ARCHAEOLOGISTS are putting together a comprehensive record of Clitheroe Castle and Museum while it is the subject of a £3.2million development scheme.

They have been on site recording some of its ancient features using special measuring and imaging equipment.

The artefacts will be stored at the Lancashire Records Office and pieces of medieval pottery discovered at the site will eventually go on display at the new-look Clitheroe Castle Museum.

Ian Miller, senior archaeologist at Oxford Archaeology, said: "This is the first time that this kind of work has been undertaken at Clitheroe Castle and it has given us crucial information about how the site has developed.
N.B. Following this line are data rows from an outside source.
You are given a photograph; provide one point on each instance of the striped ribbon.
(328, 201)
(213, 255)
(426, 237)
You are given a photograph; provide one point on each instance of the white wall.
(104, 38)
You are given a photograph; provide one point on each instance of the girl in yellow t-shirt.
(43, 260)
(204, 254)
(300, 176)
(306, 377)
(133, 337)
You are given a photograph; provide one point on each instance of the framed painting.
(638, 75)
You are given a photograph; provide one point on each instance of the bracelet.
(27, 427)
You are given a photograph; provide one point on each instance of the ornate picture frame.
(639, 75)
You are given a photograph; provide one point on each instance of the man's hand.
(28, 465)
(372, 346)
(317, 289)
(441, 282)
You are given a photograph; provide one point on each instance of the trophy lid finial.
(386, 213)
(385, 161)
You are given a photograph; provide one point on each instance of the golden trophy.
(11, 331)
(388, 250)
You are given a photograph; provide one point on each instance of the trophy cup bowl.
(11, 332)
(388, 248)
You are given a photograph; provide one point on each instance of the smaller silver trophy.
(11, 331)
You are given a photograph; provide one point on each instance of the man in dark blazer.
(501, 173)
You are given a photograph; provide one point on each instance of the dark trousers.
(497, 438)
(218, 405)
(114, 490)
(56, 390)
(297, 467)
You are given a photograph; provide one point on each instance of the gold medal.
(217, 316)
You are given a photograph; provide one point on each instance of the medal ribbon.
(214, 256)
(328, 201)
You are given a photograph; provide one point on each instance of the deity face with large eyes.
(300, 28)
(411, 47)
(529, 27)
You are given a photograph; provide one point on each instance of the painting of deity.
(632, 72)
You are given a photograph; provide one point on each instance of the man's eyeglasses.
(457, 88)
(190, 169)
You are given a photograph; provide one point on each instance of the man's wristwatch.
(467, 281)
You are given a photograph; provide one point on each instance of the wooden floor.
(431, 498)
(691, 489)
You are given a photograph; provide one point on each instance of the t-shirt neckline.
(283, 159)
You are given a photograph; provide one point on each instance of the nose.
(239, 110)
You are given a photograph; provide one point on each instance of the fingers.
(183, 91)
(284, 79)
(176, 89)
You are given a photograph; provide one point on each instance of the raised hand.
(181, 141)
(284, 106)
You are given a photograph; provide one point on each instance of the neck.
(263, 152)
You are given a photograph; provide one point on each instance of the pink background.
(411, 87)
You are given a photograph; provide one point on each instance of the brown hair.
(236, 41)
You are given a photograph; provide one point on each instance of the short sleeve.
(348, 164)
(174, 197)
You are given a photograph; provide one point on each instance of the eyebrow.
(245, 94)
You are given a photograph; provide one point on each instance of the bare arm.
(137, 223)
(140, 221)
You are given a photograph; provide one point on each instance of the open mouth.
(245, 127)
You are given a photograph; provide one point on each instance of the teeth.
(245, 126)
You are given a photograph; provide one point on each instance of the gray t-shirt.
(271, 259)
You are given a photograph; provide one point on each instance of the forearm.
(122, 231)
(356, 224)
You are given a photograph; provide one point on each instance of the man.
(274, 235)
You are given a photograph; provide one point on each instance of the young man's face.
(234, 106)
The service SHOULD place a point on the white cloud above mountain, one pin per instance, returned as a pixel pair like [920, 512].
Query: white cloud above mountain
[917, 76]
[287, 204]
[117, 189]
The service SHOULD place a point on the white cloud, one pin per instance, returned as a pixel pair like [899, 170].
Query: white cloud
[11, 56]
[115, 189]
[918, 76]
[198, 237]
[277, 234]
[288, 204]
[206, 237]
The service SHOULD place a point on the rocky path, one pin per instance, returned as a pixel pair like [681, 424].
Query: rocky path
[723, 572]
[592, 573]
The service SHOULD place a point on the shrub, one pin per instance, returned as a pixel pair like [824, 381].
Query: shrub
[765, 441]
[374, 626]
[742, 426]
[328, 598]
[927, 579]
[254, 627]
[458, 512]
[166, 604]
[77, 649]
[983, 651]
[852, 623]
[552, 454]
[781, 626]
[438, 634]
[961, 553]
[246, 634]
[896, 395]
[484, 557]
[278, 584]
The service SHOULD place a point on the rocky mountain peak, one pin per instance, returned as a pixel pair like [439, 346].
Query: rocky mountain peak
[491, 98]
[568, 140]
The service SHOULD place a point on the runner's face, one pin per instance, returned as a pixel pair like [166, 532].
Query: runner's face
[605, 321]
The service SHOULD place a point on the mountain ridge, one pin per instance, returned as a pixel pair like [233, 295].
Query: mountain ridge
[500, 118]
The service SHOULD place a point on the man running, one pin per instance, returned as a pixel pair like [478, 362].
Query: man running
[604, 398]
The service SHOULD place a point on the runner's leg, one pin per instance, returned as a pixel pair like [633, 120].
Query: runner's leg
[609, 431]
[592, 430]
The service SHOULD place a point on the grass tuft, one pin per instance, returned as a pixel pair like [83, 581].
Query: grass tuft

"We took detailed measurements and photographs using surveying equipment, and also found several items of medieval pottery, including drinking and cooking vessels, during test digs. The record will be lodged at the Lancas-hire Records Office and the pottery eventually displayed at the new museum."

Clitheroe Castle has dominated the Ribble Valley skyline since its construction in the 12th Century by Robert de Lacy to protect the administrative centre of his vast estates.

The original walled castle and keep occupied a prominent place in the Ribble Valley and, despite being the second smallest keep in England with rooms of around 20ft sq, had a strategic importance in the local area.

The castle suffered considerable damage when captured by Royalist troops in 1644 and fell into disrepair.

In 1920, it was purchased by public subscription as a memorial to those who had fallen and served in the First World War.

Ribble Valley Council is spearheading a £3.2million scheme to redevelop the site.

The scheme, one of the biggest heritage projects in the North West, will see a glass atrium linking the museum and nearby North West Sound Archives on two levels, with a lift, facilities for the disabled, café, exhibition space, inter-active display facilities and education suite.

Work on the cast started last summer and it is due to reopen in March 2009.